In questo quadro, si pone la tragedia di Marcinelle.
Negli ultimi anni, in più scuole dell'obbligo, nonostante la ricorrenza cada in un periodo di vacanze scolastiche, Marcinelle e il suo significato sono divenuti in molte realtà oggetto di approfondimento e analisi per gli studenti.
Per queste ragioni, riteniamo che l'8 agosto sia la data più opportuna per celebrare la storia e la presenza degli italiani nel mondo, ieri come oggi. D'altronde, la scelta di una data commemorativa deve tener conto di eventi che storicamente hanno segnato un momento di cesura nel contesto storico dato. Marcinelle fu un momento di cesura, non solo della presenza italiana in Belgio, ma più in generale per quanto concerne sia il processo di integrazione europea sia la gestione delle politiche migratorie in Italia e nel resto degli altri Paesi europei.
Per concludere, la scelta di una data commemorativa di un fenomeno plurisecolare e ancora pienamente in corso necessita di attenta riflessione e soprattutto di un processo storico il più ampio e il più condiviso possibile. Altrimenti, si corre il rischio di non interpretare il senso profondo di una ricorrenza del genere. La migrazione italiana, come sottolineato, nasce prima della nazione o, meglio, essa stessa è stimolo a creare la nazione. Per questa ragione, non esiste dal punto di vista storico nessun ancoraggio possibile prima dell'unità stessa dell'Italia.

torna su

PROPOSTA DI LEGGE

Art. 1.
(Istituzione della Giornata nazionale degli italiani nel mondo e delle migrazioni italiane)

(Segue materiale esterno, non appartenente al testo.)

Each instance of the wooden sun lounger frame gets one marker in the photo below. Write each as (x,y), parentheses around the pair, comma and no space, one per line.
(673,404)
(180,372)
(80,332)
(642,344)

1. La Repubblica riconosce l'8 agosto quale Giornata nazionale degli italiani nel mondo e delle migrazioni italiane, al fine di fare conoscere l'apporto dato dagli italiani emigrati all'estero alla modernizzazione e allo sviluppo della società nazionale e di valorizzare le esperienze, le attività e il contributo sociale degli italiani all'estero nei campi della cultura e della lingua italiane, della ricerca scientifica e delle attività imprenditoriali e professionali.
2. La Giornata nazionale di cui al comma 1 non determina gli effetti civili di cui alla legge 27 maggio 1949, n. 260.

Art. 2.
(Iniziative culturali e celebrazioni)

1. In occasione della Giornata nazionale di cui all'articolo 1 sono promossi, in Italia e all'estero, cerimonie, iniziative e incontri volti a promuovere e a divulgare la conoscenza delle attività, della storia, delle esperienze e delle professionalità acquisite in contesti internazionali dagli italiani all'estero nei campi di cui al comma 1 del medesimo articolo 1.

Art. 3.
(Clausola di invarianza finanziaria)

1. All'attuazione della presente legge si provvede nell'ambito delle risorse umane, strumentali e finanziarie disponibili a legislazione vigente e, comunque, senza nuovi o maggiori oneri a carico della finanza pubblica.